Perhaps that’s a little unfair, since, after all, the weight of responsibility and administrative duties soon overcome the initial enthusiasm of a new bishop. Perhaps he’ll manage a little excitement for the first year or so, but soon he will be dragged back to political reality by the fact that he (or occasionally she) now presides over an organisation that is divided along practically every possible axis of opinion or belief, and that he (or she) is responsible for maintaining not only the unity of his (or her) own diocese, but maintaining the unity of that diocese with the rest of the church. As a consequence, even women bishops, in my experience, who, if the scriptures be taken literally, should have no authority over men, tend to be conservative in their theology and in their understanding of their episcopal role.

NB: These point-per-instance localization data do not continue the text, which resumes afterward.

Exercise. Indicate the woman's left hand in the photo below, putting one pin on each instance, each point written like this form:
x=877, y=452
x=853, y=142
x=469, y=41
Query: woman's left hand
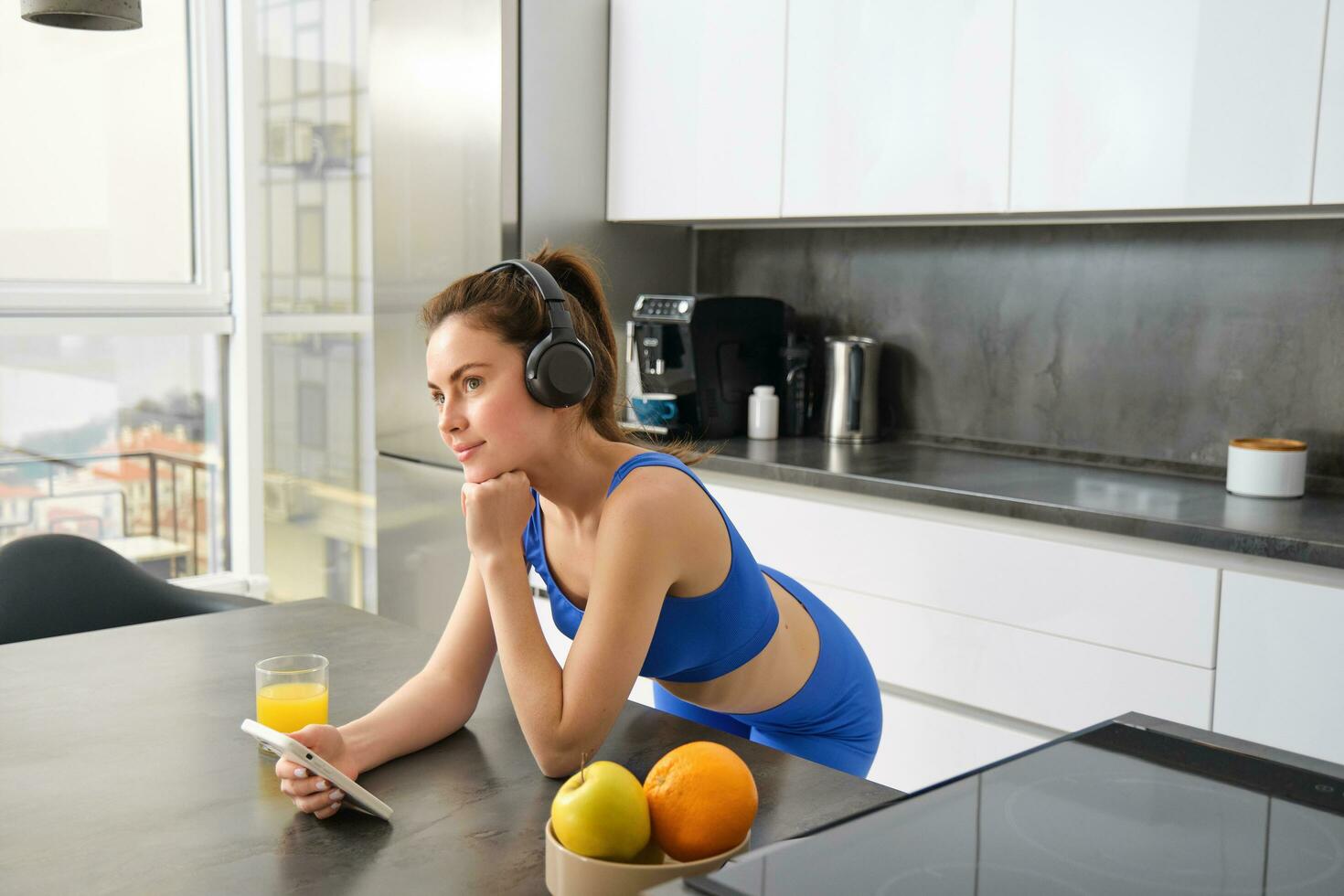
x=496, y=513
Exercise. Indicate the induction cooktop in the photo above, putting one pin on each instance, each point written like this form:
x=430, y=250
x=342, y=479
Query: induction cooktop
x=1120, y=809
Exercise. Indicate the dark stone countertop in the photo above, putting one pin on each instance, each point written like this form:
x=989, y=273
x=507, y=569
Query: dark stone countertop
x=123, y=770
x=1164, y=507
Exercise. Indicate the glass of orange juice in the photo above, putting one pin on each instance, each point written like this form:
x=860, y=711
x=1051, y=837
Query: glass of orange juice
x=292, y=692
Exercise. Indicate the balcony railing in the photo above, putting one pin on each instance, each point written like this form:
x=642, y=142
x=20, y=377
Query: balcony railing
x=62, y=486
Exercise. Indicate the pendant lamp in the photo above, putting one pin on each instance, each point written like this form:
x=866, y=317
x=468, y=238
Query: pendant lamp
x=91, y=15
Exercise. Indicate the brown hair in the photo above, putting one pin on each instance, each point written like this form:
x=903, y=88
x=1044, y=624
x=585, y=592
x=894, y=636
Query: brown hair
x=507, y=304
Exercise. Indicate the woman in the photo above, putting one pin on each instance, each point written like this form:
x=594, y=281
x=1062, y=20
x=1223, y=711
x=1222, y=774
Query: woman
x=628, y=541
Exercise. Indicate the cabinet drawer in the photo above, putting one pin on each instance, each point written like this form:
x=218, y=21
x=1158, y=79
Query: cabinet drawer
x=1051, y=681
x=1280, y=664
x=923, y=743
x=1144, y=604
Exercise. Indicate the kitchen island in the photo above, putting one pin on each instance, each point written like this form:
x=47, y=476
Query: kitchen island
x=123, y=769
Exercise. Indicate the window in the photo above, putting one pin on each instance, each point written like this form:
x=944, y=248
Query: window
x=117, y=438
x=113, y=297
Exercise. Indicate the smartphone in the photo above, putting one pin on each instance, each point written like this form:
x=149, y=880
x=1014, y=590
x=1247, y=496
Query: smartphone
x=296, y=752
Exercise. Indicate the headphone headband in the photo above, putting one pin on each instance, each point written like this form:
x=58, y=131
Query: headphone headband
x=549, y=291
x=560, y=368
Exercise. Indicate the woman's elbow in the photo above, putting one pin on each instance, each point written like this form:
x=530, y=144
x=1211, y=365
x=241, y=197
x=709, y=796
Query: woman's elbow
x=555, y=767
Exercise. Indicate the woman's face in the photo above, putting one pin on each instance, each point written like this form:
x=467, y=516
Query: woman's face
x=485, y=412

Of course, the episcopal role is an interesting one in itself. In the Roman Church bishops are simply stand-ins for the pope. They represent the pope’s universal jurisdiction, and are, in that sense, his vicars in the same way in which popes claim to be vicars of Christ. In the Anglican Church, while subject to the democratic ways of synods, bishops are, to a significant extent, absolute rulers. (I should qualify that, since bishops in the Church of England are not elected, but appointed by the government, in a complex appointments process.) Once elected they serve, so to speak, at God’s pleasure, not at the pleasure of the forum that elects them (at least until they are required to retire). They are — or at least they were traditionally called — “Fathers in God”. (I have to admit that I do not know what a woman bishop is called in this regard, in the few Anglican provinces which have them.) It is, arguably, an unsuitable mode of government for the twenty-first century. Yet it is the spiritual authority of the bishop, handed down, in unbroken succession, so the theory goes, from the hands of the apostles themselves, whose preservation is considered crucial for the spiritual authority of the church itself, and its ministers. In the Anglican Church this authority is shared equally by the bishops. The Archbishop of Canterbury is the Primate of the Anglican Communion, but he terms himself only the first amongst equals, and has no authority, though enormous respect, outside his own diocese and province.

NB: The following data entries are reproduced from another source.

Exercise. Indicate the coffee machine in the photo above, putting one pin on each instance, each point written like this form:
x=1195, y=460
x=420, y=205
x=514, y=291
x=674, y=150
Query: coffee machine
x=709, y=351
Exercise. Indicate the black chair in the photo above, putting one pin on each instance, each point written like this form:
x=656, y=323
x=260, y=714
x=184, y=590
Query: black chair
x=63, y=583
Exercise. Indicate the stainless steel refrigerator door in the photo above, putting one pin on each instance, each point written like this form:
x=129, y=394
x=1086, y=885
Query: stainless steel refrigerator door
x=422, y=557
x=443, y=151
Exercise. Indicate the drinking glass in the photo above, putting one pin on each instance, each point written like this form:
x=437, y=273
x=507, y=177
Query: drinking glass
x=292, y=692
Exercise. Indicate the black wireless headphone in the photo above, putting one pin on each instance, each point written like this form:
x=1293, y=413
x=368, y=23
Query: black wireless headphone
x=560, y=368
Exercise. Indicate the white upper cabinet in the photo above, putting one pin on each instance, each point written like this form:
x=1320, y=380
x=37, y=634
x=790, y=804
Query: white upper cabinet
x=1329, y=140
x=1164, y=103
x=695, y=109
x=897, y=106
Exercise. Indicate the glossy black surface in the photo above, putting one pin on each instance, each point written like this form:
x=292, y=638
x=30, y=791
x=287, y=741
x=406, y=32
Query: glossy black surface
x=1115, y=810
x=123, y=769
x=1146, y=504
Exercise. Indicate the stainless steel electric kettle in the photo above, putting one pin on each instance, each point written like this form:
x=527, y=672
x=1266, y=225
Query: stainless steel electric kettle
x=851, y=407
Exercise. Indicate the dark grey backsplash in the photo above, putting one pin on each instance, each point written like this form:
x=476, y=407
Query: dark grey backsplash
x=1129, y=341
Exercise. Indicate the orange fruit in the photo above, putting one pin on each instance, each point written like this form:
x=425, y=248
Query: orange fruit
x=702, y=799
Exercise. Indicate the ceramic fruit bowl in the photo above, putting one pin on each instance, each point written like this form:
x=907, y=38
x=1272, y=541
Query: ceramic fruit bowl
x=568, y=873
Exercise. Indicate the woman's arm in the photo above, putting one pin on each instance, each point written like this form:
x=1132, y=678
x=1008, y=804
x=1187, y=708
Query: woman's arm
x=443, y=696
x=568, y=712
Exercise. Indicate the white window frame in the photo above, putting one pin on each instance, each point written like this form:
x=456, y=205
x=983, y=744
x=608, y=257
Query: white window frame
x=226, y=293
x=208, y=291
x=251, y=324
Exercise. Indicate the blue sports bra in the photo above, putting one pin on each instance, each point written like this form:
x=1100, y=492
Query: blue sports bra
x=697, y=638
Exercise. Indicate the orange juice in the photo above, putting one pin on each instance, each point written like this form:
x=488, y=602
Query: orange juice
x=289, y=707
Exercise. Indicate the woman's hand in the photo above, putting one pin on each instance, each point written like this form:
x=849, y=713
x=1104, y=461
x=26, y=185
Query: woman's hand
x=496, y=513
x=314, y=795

That brief introduction to the episcopal structure of the Anglican Communion is not strictly necessary, but it does explain why bishops tend to speak in tones of unquestioned authority. Cathedrals are bishops’ churches, and they are called cathedrals because they contain the bishop’s cathedra or chair (from the Greek ‘kathedra’ or ‘seat’), and bishops speak, therefore, ex cathedra, from the chair, with special authority. The present Archbishop of Canterbury, while often not making himself entirely clear, has that gift of authoritative speech, so when he speaks, people take notice, especially when he speaks in the House of Lords, and that day, the day they defeated Lord Joffe’s Assisted Dying for the Terminally Ill bill, the bishops were there in force.